2.7. A Holistic Alternative to Rule-Based Flagging Systems

A common strategy for automating the detection of site-to-site variation (SSV) is the use of rule-based flagging systems that emulate manual inspection []. These systems attempt to identify issue sites by programmatically evaluating a set of disjointed statistical criteria, such as deviations in location, dispersion, skewness, or outlier rates. While an improvement over manual analysis, this piecemeal approach has noted limitations. Its reliance on single-point statistics may not accurately represent the full distribution, rendering it less effective at identifying subtle issues that manifest as complex distortions in the distribution’s overall shape.
Our proposed framework overcomes these limitations by adopting a fundamentally different philosophy: it transforms the problem from a series of independent statistical checks into a single holistic pattern recognition task. Instead of calculating separate metrics, our method first converts the entire measurement distribution from each site into a high-dimensional feature vector using Kernel Density Estimation (KDE). This vector serves as a high-fidelity “fingerprint” that inherently captures a rich set of statistical properties simultaneously. A change in location results in a lateral shift of the entire KDE vector, while a change in dispersion alters its fundamental shape. Higher-order properties like skewness, kurtosis, and even complex features like multimodality, which rule-based systems cannot easily assess, are all intrinsically encoded in the vector’s structure. Crucially, the task of assigning importance to these different types of variation is not handled by heuristic rules but is implicitly managed by the Isolation Forest algorithm. By treating each site’s distributional fingerprint as a point in a high-dimensional space, the algorithm automatically learns which differences are most effective for separating a site from its peers. It implicitly determines whether a shift in mean, a change in variance, or a complex change in shape is the most “isolating” characteristic for any given dataset, thereby eliminating the need for manual interpretation or the weighting of separate flags. This approach enables the detection of complex variations that prior methods may overlook, providing a more robust and comprehensive solution for automated SSV detection.

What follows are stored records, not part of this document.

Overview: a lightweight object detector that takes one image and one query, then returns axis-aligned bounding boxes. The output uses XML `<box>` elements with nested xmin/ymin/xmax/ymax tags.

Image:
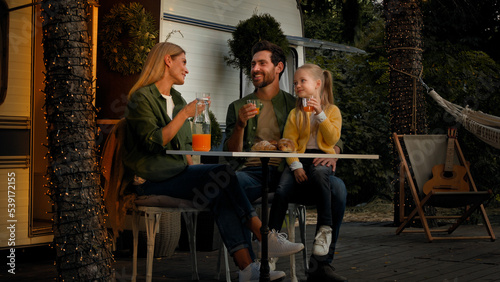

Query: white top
<box><xmin>161</xmin><ymin>94</ymin><xmax>175</xmax><ymax>119</ymax></box>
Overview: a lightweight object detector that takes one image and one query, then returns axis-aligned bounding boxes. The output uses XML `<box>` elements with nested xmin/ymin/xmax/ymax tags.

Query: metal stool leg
<box><xmin>132</xmin><ymin>211</ymin><xmax>141</xmax><ymax>282</ymax></box>
<box><xmin>286</xmin><ymin>204</ymin><xmax>298</xmax><ymax>282</ymax></box>
<box><xmin>297</xmin><ymin>205</ymin><xmax>309</xmax><ymax>272</ymax></box>
<box><xmin>182</xmin><ymin>212</ymin><xmax>200</xmax><ymax>280</ymax></box>
<box><xmin>145</xmin><ymin>211</ymin><xmax>161</xmax><ymax>282</ymax></box>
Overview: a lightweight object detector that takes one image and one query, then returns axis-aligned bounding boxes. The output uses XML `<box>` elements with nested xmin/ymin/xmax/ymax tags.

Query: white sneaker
<box><xmin>266</xmin><ymin>229</ymin><xmax>304</xmax><ymax>258</ymax></box>
<box><xmin>269</xmin><ymin>258</ymin><xmax>279</xmax><ymax>270</ymax></box>
<box><xmin>238</xmin><ymin>262</ymin><xmax>285</xmax><ymax>282</ymax></box>
<box><xmin>313</xmin><ymin>225</ymin><xmax>332</xmax><ymax>256</ymax></box>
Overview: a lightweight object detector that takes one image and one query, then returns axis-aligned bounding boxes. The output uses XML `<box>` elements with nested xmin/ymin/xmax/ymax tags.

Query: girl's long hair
<box><xmin>128</xmin><ymin>42</ymin><xmax>186</xmax><ymax>97</ymax></box>
<box><xmin>295</xmin><ymin>64</ymin><xmax>334</xmax><ymax>132</ymax></box>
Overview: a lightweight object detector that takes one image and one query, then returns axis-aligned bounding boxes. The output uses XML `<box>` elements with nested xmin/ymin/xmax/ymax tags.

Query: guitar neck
<box><xmin>444</xmin><ymin>138</ymin><xmax>455</xmax><ymax>172</ymax></box>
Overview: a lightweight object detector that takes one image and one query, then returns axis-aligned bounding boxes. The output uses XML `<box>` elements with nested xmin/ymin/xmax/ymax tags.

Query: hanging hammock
<box><xmin>420</xmin><ymin>78</ymin><xmax>500</xmax><ymax>149</ymax></box>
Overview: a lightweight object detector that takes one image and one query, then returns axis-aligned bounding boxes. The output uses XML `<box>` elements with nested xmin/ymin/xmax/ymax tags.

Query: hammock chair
<box><xmin>420</xmin><ymin>78</ymin><xmax>500</xmax><ymax>149</ymax></box>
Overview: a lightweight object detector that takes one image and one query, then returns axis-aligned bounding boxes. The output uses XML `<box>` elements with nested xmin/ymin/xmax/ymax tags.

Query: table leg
<box><xmin>259</xmin><ymin>157</ymin><xmax>270</xmax><ymax>282</ymax></box>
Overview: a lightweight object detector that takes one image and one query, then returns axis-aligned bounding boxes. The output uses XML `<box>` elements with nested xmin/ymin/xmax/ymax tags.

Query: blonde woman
<box><xmin>124</xmin><ymin>42</ymin><xmax>302</xmax><ymax>281</ymax></box>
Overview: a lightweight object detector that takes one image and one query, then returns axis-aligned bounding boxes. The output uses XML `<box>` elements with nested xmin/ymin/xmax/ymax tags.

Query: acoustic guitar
<box><xmin>424</xmin><ymin>128</ymin><xmax>469</xmax><ymax>194</ymax></box>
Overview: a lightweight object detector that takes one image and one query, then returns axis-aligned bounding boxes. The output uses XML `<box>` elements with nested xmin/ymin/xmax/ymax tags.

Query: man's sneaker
<box><xmin>313</xmin><ymin>225</ymin><xmax>332</xmax><ymax>256</ymax></box>
<box><xmin>269</xmin><ymin>258</ymin><xmax>279</xmax><ymax>270</ymax></box>
<box><xmin>307</xmin><ymin>264</ymin><xmax>347</xmax><ymax>282</ymax></box>
<box><xmin>261</xmin><ymin>229</ymin><xmax>304</xmax><ymax>258</ymax></box>
<box><xmin>238</xmin><ymin>262</ymin><xmax>285</xmax><ymax>282</ymax></box>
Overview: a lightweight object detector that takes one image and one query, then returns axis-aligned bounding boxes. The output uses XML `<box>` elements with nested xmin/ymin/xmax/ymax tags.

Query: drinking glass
<box><xmin>247</xmin><ymin>99</ymin><xmax>262</xmax><ymax>115</ymax></box>
<box><xmin>191</xmin><ymin>93</ymin><xmax>211</xmax><ymax>152</ymax></box>
<box><xmin>302</xmin><ymin>97</ymin><xmax>313</xmax><ymax>112</ymax></box>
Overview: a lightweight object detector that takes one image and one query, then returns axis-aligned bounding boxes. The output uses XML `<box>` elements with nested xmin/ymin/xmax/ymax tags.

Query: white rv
<box><xmin>0</xmin><ymin>0</ymin><xmax>360</xmax><ymax>248</ymax></box>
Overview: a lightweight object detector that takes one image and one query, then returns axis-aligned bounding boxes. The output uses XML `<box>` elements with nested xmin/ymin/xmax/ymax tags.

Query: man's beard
<box><xmin>252</xmin><ymin>72</ymin><xmax>275</xmax><ymax>89</ymax></box>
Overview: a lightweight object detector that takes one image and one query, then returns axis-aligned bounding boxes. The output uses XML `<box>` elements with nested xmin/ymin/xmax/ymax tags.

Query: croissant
<box><xmin>277</xmin><ymin>138</ymin><xmax>295</xmax><ymax>152</ymax></box>
<box><xmin>252</xmin><ymin>140</ymin><xmax>277</xmax><ymax>151</ymax></box>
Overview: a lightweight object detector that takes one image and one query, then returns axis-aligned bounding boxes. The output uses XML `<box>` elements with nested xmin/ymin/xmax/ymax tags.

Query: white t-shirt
<box><xmin>161</xmin><ymin>94</ymin><xmax>175</xmax><ymax>119</ymax></box>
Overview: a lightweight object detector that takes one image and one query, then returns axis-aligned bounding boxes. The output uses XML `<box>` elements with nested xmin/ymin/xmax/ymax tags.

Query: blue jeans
<box><xmin>269</xmin><ymin>164</ymin><xmax>333</xmax><ymax>227</ymax></box>
<box><xmin>136</xmin><ymin>164</ymin><xmax>257</xmax><ymax>258</ymax></box>
<box><xmin>269</xmin><ymin>170</ymin><xmax>347</xmax><ymax>268</ymax></box>
<box><xmin>236</xmin><ymin>165</ymin><xmax>281</xmax><ymax>203</ymax></box>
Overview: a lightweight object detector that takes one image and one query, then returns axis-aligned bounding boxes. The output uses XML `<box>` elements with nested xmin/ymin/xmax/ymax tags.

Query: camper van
<box><xmin>0</xmin><ymin>0</ymin><xmax>359</xmax><ymax>248</ymax></box>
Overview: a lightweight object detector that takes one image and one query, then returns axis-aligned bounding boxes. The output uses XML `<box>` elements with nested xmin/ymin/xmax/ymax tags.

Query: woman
<box><xmin>124</xmin><ymin>42</ymin><xmax>298</xmax><ymax>281</ymax></box>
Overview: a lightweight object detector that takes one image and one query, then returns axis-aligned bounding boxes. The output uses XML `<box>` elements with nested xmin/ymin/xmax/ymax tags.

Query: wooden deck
<box><xmin>0</xmin><ymin>222</ymin><xmax>500</xmax><ymax>282</ymax></box>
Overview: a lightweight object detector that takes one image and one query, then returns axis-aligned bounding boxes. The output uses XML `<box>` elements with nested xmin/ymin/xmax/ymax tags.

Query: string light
<box><xmin>41</xmin><ymin>0</ymin><xmax>112</xmax><ymax>281</ymax></box>
<box><xmin>384</xmin><ymin>0</ymin><xmax>428</xmax><ymax>224</ymax></box>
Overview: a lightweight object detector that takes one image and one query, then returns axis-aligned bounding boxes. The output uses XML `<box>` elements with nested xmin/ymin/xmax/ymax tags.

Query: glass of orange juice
<box><xmin>302</xmin><ymin>97</ymin><xmax>313</xmax><ymax>112</ymax></box>
<box><xmin>247</xmin><ymin>99</ymin><xmax>262</xmax><ymax>115</ymax></box>
<box><xmin>191</xmin><ymin>93</ymin><xmax>212</xmax><ymax>152</ymax></box>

3. Case Study: Semiconductor Multisite Testing and Experimental Results

To demonstrate the efficacy of our method in a real-world setting, we apply it to semiconductor multisite testing data drawn from a production analog/mixed-signal ATE. As noted in Section 1, massive multisite testing, where tens to hundreds of devices under test (DUTs) are probed in parallel, is critical for high-throughput and cost-effective IC validation, but it also exacerbates site-to-site variation (SSV).
Figure 5 provides a schematic of a typical Automated Test Equipment (ATE) setup configured for multisite testing. During operation, the semiconductor wafer, populated with numerous devices under test (DUTs), is positioned on a prober chuck, which aligns the DUTs for reliable contact with the probe head. Serving as the critical interface, the probe card is responsible for distributing all the necessary signals—including power, timing, and test stimuli—from the ATE to the individual test sites. It also integrates the essential multisite measurement (MSM) hardware. While the diagram illustrates a two-site configuration for clarity, these production test cells are commonly scaled to include dozens or even hundreds of parallel sites to maximize throughput. While this parallelism dramatically reduces per-unit test time and cost, it also induces subtle systematic biases: as the site count grows, variations in trace lengths, contact resistances, thermal gradients, crosstalk, and EMI induce measurement offsets that no longer reflect true device performance.
Figure 5. A section of an Automated Test Equipment (ATE) setup used for multisite testing.
Given that these sources of SSV are inherently complex, high-parallelism ATE hardware, relying solely on improved hardware design or periodic calibration, is often insufficient. An effective strategy must therefore include a robust data-driven monitoring framework that can automatically analyze measurement data as it is collected. To this end, we propose an operational workflow that integrates our detection method directly into the IC test environment. This process operates by analyzing the measurement data from all the test sites in a given batch (e.g., a wafer or lot) simultaneously, identifying any sites whose distributional profiles are anomalous relative to the majority of their peers in that same batch. Figure 6 illustrates how our approach is integrated into an automated process for multisite testing in IC manufacturing. In what follows, we first describe the dataset and test specifications, then present quantitative results comparing our KDE–Isolation Forest detector against state-of-the-art SSV methods (cross-correlation and QQ fitting).
Figure 6. An overview of our proposed model. The input dataset is first pre-processed, and then the relevant features from that dataset are provided as input to the Isolation Forest model. The anomaly scores predicted by Isolation Forest are then provided as input to the GMM model, which partitions the anomaly scores to predict k labels.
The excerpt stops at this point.